Les romans de l’ouest, les westerns, ne sont pas qu’un genre cinématographique. Dès le XIXème siècle, la littérature est déjà abondante des histoires de pionniers qui tentent de faire reculer la Frontière et de faire fortune ; tout en affrontant l’inconnu, les indiens, la nature sauvage, et bien souvent eux-mêmes… Les westerns restent des témoignages, des récits d’aventures, des récits initiatiques… Tout semble avoir été écrit dans ce genre, il est donc étonnant de voir une écrivaine française s’emparer du style et de ses codes pour broder une narration étonnante, mais diablement réussie. « Faillir être flingué » est la huitième parution de Céline Mignard, écrivaine qui ne cesse de surprendre son public par l’éclectisme dont elle fait preuve dans le choix de ses sujets.
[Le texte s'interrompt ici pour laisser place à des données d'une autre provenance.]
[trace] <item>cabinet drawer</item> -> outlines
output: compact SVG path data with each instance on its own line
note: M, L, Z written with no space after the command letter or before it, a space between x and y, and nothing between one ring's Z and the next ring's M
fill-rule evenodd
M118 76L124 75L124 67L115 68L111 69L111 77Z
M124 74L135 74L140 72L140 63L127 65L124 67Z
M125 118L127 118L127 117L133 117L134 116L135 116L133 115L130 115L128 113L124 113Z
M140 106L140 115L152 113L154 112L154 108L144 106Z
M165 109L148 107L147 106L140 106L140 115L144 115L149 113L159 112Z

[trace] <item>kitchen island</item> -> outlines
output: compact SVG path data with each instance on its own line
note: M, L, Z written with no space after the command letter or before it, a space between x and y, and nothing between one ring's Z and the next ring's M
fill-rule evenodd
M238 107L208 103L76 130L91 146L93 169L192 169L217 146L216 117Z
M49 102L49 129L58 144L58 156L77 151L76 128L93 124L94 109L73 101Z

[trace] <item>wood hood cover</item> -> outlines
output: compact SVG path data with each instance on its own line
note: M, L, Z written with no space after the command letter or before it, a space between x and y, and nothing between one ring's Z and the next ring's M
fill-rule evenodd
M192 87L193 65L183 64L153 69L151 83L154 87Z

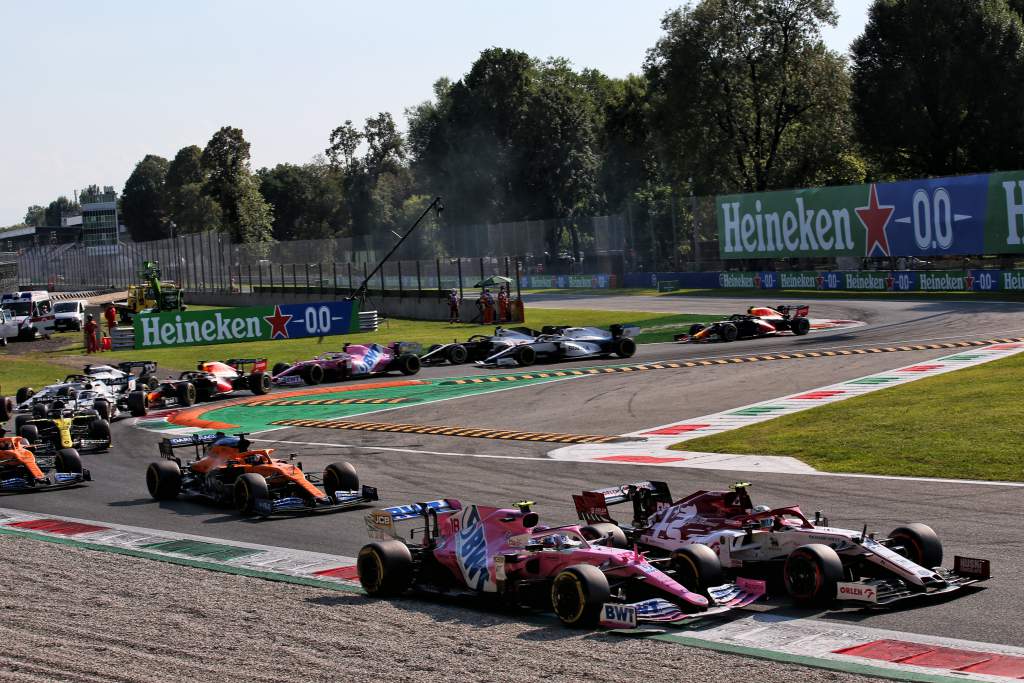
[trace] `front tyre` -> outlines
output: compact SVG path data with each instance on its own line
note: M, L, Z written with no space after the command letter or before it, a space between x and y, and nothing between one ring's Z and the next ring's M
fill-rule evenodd
M156 501L172 501L181 493L181 468L171 460L158 460L145 469L145 487Z
M801 546L785 558L782 579L795 602L825 607L836 599L836 584L843 581L843 561L823 544Z
M413 584L413 553L401 541L362 546L355 568L362 590L375 598L401 595Z
M942 542L928 524L913 523L894 528L889 538L894 550L926 569L942 566Z
M574 629L597 626L601 606L610 596L607 577L591 564L565 567L551 583L551 608L562 624Z

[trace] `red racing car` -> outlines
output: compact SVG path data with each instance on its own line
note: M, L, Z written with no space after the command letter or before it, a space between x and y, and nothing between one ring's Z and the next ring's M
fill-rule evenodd
M176 380L164 380L156 389L129 393L128 410L135 417L142 417L151 408L187 408L236 391L263 395L269 390L266 358L200 360L197 370L181 373Z

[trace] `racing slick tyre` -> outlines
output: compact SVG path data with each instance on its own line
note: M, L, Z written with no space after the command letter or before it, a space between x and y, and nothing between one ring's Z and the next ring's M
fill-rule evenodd
M694 593L707 595L709 588L725 583L718 555L702 543L683 546L673 552L672 568L675 570L673 578Z
M102 418L96 418L89 423L89 438L95 439L96 441L102 441L104 445L101 445L102 451L106 451L111 447L111 423Z
M157 501L173 501L181 493L181 468L172 460L158 460L145 469L145 487Z
M100 420L111 421L111 401L105 398L97 398L92 401L92 408L96 411L96 416Z
M24 425L29 420L32 420L31 415L15 415L14 416L14 433L18 436L22 435L22 425Z
M526 346L523 344L522 346L516 347L513 357L522 368L532 366L537 362L537 350L534 349L532 346Z
M836 584L843 581L843 561L823 544L801 546L785 558L782 580L794 602L824 607L836 599Z
M302 369L302 381L309 385L316 385L324 381L324 369L317 365L306 366Z
M620 358L629 358L637 352L637 343L631 337L620 337L615 340L613 353Z
M234 507L244 515L256 514L259 502L270 502L270 487L266 485L266 477L254 472L247 472L234 480Z
M453 366L461 366L469 360L469 349L462 344L453 344L446 351L449 362Z
M60 449L55 461L57 472L82 473L82 456L75 449Z
M319 368L321 380L324 379L324 369L319 366L312 366L313 368ZM249 390L252 391L257 396L262 396L270 391L270 376L266 373L253 373L249 376Z
M413 553L401 541L377 541L359 549L355 569L368 595L401 595L413 583Z
M128 412L133 417L145 417L150 412L150 396L144 391L132 391L128 394Z
M415 375L420 372L420 356L415 353L402 353L395 365L402 375Z
M349 463L331 463L324 468L324 493L334 498L336 490L359 490L359 475Z
M39 427L36 425L22 425L22 428L17 430L17 435L25 437L29 443L35 443L39 440Z
M35 394L36 392L32 389L32 387L22 387L14 393L14 400L17 401L18 405L20 405L25 401L32 398Z
M609 548L630 547L626 540L626 531L620 528L618 524L609 524L608 522L589 524L582 527L580 533L588 541L604 541Z
M575 629L597 626L610 596L607 577L592 564L565 567L551 582L551 608L562 624Z
M942 565L942 542L928 524L914 523L894 528L889 538L893 542L893 550L911 562L926 569Z
M178 398L179 405L194 405L196 403L196 385L185 382L174 387L174 395Z

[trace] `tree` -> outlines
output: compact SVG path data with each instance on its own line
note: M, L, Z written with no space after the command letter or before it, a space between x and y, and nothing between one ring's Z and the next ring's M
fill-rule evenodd
M146 155L128 176L121 196L121 215L128 233L135 242L168 237L164 213L164 181L167 160Z
M852 47L863 145L901 176L1019 167L1022 49L1006 0L876 0Z
M182 185L175 195L177 199L169 214L175 234L220 229L220 205L206 194L202 183Z
M220 204L225 227L237 226L243 178L249 174L249 142L241 128L224 126L203 150L207 194Z
M845 60L820 35L836 18L833 0L702 0L666 15L645 72L674 185L846 180L827 173L852 137Z
M65 196L60 196L50 202L44 214L45 225L56 226L60 224L62 216L74 216L81 213L82 207L78 202L73 202Z
M29 207L29 210L25 212L25 224L39 227L40 225L46 224L46 209L39 206L38 204L33 204Z

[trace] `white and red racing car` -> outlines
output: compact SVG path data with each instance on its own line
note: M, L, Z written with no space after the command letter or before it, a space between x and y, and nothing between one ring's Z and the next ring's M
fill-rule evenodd
M690 590L726 577L781 580L794 601L827 606L836 600L885 605L957 591L990 577L988 560L942 564L942 543L930 526L907 524L885 538L837 528L820 511L814 520L797 506L755 506L749 483L698 490L673 501L664 481L640 481L573 496L577 512L611 545L675 559L677 580ZM633 522L617 524L608 506L633 504Z

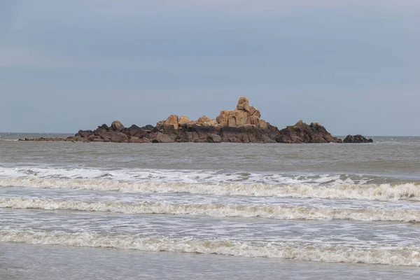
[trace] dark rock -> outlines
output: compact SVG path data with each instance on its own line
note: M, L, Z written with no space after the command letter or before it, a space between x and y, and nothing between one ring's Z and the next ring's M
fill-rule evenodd
M105 130L109 130L109 127L105 124L99 126L98 128L103 128Z
M372 143L373 139L368 139L360 134L347 135L343 140L344 143Z
M275 140L278 143L338 143L340 141L319 123L308 125L302 120L280 130Z
M78 134L82 137L88 138L93 134L93 132L92 130L79 130Z
M141 127L141 129L143 129L143 130L153 130L154 128L155 128L155 127L153 126L152 125L147 125Z
M207 142L209 143L220 143L222 137L218 134L210 134L207 136Z
M168 134L164 134L162 132L158 132L152 139L153 143L172 143L174 140L169 137Z
M116 132L120 132L125 128L125 127L124 127L124 125L122 125L121 122L119 120L114 120L112 122L111 124L111 127L113 129L113 130Z
M128 143L128 136L122 132L109 132L104 133L101 137L104 140L109 140L109 142Z

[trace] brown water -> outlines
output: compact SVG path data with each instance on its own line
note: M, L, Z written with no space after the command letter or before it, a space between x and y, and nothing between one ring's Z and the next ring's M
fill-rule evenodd
M420 138L124 144L0 136L0 279L419 272Z

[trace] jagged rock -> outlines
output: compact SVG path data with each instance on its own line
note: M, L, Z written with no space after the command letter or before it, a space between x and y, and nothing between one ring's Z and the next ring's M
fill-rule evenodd
M218 134L210 134L207 136L207 141L210 143L220 143L222 137Z
M197 122L200 123L200 124L202 124L204 122L208 122L210 120L211 120L209 118L207 118L206 116L203 115L202 117L199 118L198 120L197 120Z
M128 143L128 136L122 132L109 132L101 136L104 140L108 139L110 142Z
M340 141L338 138L333 137L319 123L312 122L308 125L302 120L295 125L280 130L275 139L279 143L338 143Z
M152 125L147 125L141 127L143 130L153 130L154 128L155 127Z
M258 118L261 118L261 113L253 106L250 107L249 114L252 116L258 117Z
M360 134L347 135L343 140L344 143L373 143L373 139L368 139Z
M119 120L114 120L113 122L112 122L112 123L111 124L111 127L116 132L121 131L125 128L124 125L122 125L121 122Z
M178 115L171 115L164 121L164 125L173 125L174 130L178 130Z
M78 134L83 138L88 138L93 134L93 132L92 130L79 130Z
M143 127L133 125L125 127L115 120L111 127L99 126L94 131L80 130L67 139L28 139L27 141L71 141L119 143L172 143L172 142L234 142L234 143L341 143L321 124L307 125L300 120L295 125L279 130L261 118L261 114L249 106L246 97L241 97L232 111L221 111L216 119L205 115L197 120L181 115L169 115L156 127L148 125ZM349 135L346 143L368 143L361 135Z
M98 128L103 128L105 130L109 130L109 127L106 124L99 126Z
M249 99L247 97L239 97L239 100L238 100L238 104L237 105L237 109L250 112L251 108L249 107Z
M174 140L168 134L162 132L158 132L155 137L152 139L153 143L172 143Z
M190 120L188 117L187 117L186 115L181 115L179 117L179 120L178 121L178 123L179 124L179 125L182 125L187 124L190 122Z

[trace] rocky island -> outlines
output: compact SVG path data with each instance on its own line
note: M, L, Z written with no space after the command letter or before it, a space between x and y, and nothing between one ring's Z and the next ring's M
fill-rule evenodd
M111 126L102 125L94 130L80 130L66 139L36 138L25 141L66 141L116 143L371 143L361 135L348 135L344 141L332 136L318 122L307 125L300 120L283 130L261 118L260 112L240 97L237 107L222 111L215 118L205 115L190 120L185 115L171 115L156 126L125 127L115 120Z

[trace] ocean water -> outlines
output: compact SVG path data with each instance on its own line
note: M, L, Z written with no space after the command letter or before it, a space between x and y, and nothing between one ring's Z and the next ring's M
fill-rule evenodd
M0 279L420 277L419 137L0 136Z

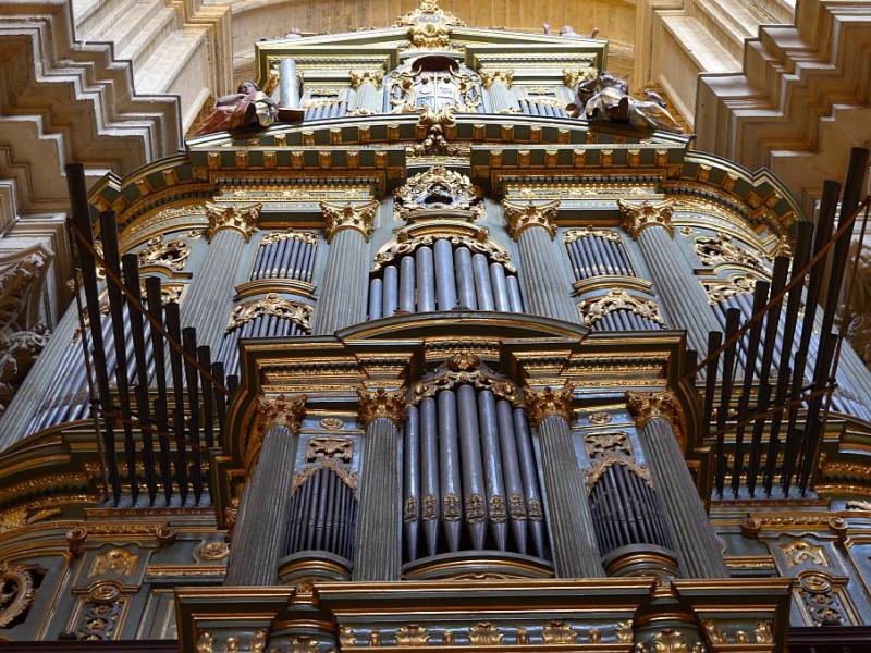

Se lancer dans un western était un pari risqué ; mais franchement réussi, et les prix accordés à ce livre (dont celui de France Inter) sont largement mérités.
Tout y est, la ville naissante sur la Frontière, le commerce avec les indiens et la défiance qui va avec, les règlements de compte, le saloon tenu par une femme, les bœufs qui tractent sans fatiguer la carriole de colons, et bien sûr cet ouest sauvage qui fascine et inquiète. Sous la forme d’un puzzle (un peu difficile à suivre au début car les personnages sont nombreux), Céline Minard s’attache surtout à un personnage qui a lui seul résume un peu tout cet esprit des pionniers : Zebulon, qui porte dans ses fontes autre chose que de simples dollars. Tous les personnages vont se croiser, puis comme sous l’effet d’une force primitive, se regrouper dans cette ville qui n’en est pas encore une réellement, où le destin va les soumettre à ses épreuves... Western aux accents crépusculaires, mais pas que ; c’est en cela qu’il change quelque peu la norme classique du genre, le renouvelle. Nous sommes à l’aube d’un nouveau siècle, et d’une nouvelle civilisation dont nos héros sont les promoteurs, même si le chamanisme est encore partie prenante de l’ensemble.
Le plus étonnant dans « Faillir être flingué », c’est la qualité du détail, qui donne de la crédibilité au récit, et on peine parfois à imaginer qu’il n’est pas d’époque, mais de 2013. L’humour, le cocasse des situations, l’étrangeté de la civilisation indienne, et parfois la violence aveugle, tout nous porte à tourner les pages comme dans un bon vieux Fenimore Cooper. J’avoue que je n’ai qu’une hâte, c’est qu’un réalisateur s’empare de cette œuvre et la transpose en images.